First –  I NEED to chill out! This is the most vital of my resolutions.  When we closed the restaurant in June, I realized my stress and anxiety can be out of control. Not only does it affect me but it has an impact on my husband and children as well. Sort of like a mini plague within our family ( I feel like I’m being slightly dramatic…again… but it’s the only synonym I could think of at the moment).  The problem is I don’t even know where to start when it comes to managing my stress and anxiety.For as long as I can remember I have been this way and I am over it. My plan is to try mediation, or exercise. I’m also thinking about picking up scrapbooking as a hobby. How do you manage anxiety and stressful times? If you have any suggestion’s or tips on how to manage I would lovingly and openly like to hear them.

This one makes me feel kind of guilty BUT I would like to spend a weekend away from my husband and kids. eeeeeeekkk! It feels so mean to say and admit that, but I am in serious need of a night away! Ideally I would like to get away with my sister for a weekend because I can just be myself with her, relax and we just laugh and laugh for hours. I honestly wouldn’t care if it was to a hotel 20 minutes from home or a weekend trip to Atlantic City (leaning towards the latter of the two) , but it would be really good for me. I give sooo much of myself to my kids and husband, that it can be exhausting and I find myself feeling a disconnect from myself.  I don’t want, in any way,  to make it seem like I am ungrateful for the things that I have been blessed with, BUT for my own sanity, a weekend reboot would be amazing is all I’m saying.

Thirdly,  – I need to eat more fruits and veggies and be more active! I am by no means going to become a vegetarian, but here is what I’m thinking – 2 days out of the week will be totally meatless (Mondays and Thursdays) and my meals the other days will be 60% fruits and veggies and mostly clean. Here’s why this one is selfish… if my husband doesn’t like what I’m making for dinner, OR the foods I’m buying, he’ll have to make his own dinner and buy his own snacks (he is always super easy-going about whatever I cook, but I can see the healthy meals getting old for him FAST).  As far as working out, I won’t be participating in any crazy fitness routines. Im just going to do what feels right. Whether that means chasing my kids around the yard,  or watching a barre class on you-tube. Im going to do what feels good for me that day.  I’ will also be doing updates on my progress so if you’re interested feel free to follow along!

Lastly – I NEED to invest in some good bras. I’ve had 2 kids in less than two years, I’ve been breastfeeding my daughter for 9 months and my boobs just aren’t what they used to be (not to come across like they were ever anything spectacular, but ya know).  All I wear now ( if I’m actually wearing a bra) are worn out, homely looking nursing bras that offer little to no support and come in 3 three colors, beige, black and light pink. It’s actually so bad that when I type things like this, I think to myself, “when did I become such a mom”. This year I am going to give myself and my boobs the gift of a nice, supportive, and most importantly, a sexy bra!

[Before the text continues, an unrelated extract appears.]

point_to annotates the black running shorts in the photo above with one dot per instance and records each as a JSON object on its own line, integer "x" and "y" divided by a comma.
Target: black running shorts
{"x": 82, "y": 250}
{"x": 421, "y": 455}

And there ya have it! 4 resolutions highlighting how desperate I am for a jooshing. It’s going to be hard! I never focus on me, and as I type this I am repeating to myself “don’t feel guilty”.  I’ll get there though and I am praying that in a year, I’m looking back thinking, “2018 was really incredible. How can 2019 top it?” So, to help me get by my motto this year will be…

“If mama a’int happy, a’int nobody happy”.